La députée Noëlla Champagne

Caucus du PQ: les attentes de Noëlla Champagne

À quelques jours de l'ouverture du caucus péquiste à Shawinigan, alors que des ministres ont déjà commencé à défiler, la députée Noëlla Champagne souhaite qu'au-delà des annonces de toutes sortes qui ne manqueront pas d'être faites, les populations de la Mauricie et du Centre-du-Québec retiennent que le gouvernement Marois se soucie vraiment de la région. Une impression qui, à tort ou à raison, ne s'est pas imposée jusqu'à récemment, admet-elle, malgré les efforts des derniers mois.
«La Mauricie a dû vivre des ajustements», convient-elle, tout en soutenant que Pauline Marois a été très sensible aux commentaires, parfois très durs, en provenance de la région. «Mon Nouvelliste m'a beaucoup servi», affirme celle qui est réputée pour entrer dans des bureaux ministériels coupures de presse à la main.
Pour que le Parti québécois tisse des liens durables sur place, la députée de Champlain compte davantage sur les nombreuses rencontres qui auront lieu avec des organismes de divers milieux un peu partout sur le territoire, que sur des annonces de subventions.

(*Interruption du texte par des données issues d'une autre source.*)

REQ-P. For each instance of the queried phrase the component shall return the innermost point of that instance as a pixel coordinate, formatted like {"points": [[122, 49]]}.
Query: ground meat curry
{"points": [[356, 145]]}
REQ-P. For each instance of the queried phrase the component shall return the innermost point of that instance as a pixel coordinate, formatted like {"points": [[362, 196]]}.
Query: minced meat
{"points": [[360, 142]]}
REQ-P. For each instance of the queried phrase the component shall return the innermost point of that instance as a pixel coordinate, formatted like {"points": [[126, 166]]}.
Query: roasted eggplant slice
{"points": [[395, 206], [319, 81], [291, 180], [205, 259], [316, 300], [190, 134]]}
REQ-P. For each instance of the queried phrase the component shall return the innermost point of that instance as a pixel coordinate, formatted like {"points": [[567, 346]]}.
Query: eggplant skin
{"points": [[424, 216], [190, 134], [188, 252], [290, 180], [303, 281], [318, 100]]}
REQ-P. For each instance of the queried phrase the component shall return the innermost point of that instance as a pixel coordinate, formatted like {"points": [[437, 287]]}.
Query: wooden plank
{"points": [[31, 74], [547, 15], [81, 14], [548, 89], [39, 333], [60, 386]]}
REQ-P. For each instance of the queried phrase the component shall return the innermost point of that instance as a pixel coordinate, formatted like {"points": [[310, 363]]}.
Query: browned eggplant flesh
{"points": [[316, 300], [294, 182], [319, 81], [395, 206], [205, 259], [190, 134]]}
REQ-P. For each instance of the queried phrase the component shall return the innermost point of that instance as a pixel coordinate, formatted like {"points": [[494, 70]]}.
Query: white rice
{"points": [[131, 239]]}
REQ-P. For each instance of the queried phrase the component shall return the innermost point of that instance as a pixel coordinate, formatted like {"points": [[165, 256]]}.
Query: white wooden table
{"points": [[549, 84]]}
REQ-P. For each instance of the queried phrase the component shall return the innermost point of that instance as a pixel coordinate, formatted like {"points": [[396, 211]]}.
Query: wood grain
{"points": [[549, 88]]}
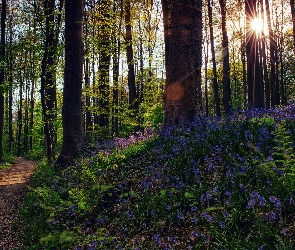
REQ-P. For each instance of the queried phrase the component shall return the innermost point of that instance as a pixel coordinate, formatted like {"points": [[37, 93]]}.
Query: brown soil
{"points": [[13, 187]]}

«Je veux qu'il en reste une image d'un gouvernement préoccupé de ses gens, préoccupé de la Mauricie qui ne l'a pas facile. À notre rentrée parlementaire, le 11 février, il en restera une meilleure connaissance de la région chez les ministres et les députés», prédit-elle, optimiste.
Toujours dans ce but, le Parti québécois a prévu une grande rencontre au Musée québécois de culture populaire, mercredi soir. «Les militants et même leurs invités vont pouvoir ptarler aux ministres qui, je l'espère, seront tous là», confie Mme Champagne.
La députée a par ailleurs assuré qu'elle ne doutait pas que le ministre de la Santé et des Services sociaux, Réjean Hébert, sensibilisé à l'inquiétude du milieu de la santé et de la Mauricie, viendra s'expliquer dans le dossier Optilab, qui prévoit le transfert vers Sherbrooke d'une partie des activités des laboratoires du CHRTR.
«J'attends une réponse pour savoir si la rencontre avec les intervenants de la santé (CHRTR, agence de santé et médecins spécialistes) aura lieu avant le caucus pour déblayer le terrain ou après. Le ministre sait que les médias vont l'apostropher sur le sujet de toute façon.»
Mme Champagne parle toujours «d'orientation» et non de «décision» dans ce dossier et rappelle que le ministre Hébert devrait rencontrer les partenaires à ce sujet. «La date limite pour attacher tout ça, c'est fin mars, alors on a un peu de temps devant nous», prend-elle soin de préciser, comme pour atténuer les attentes. «J'aurais aimé que ce soit cette semaine (la rencontre), reconnaît-elle, mais le ministre est très sollicité en ce moment.»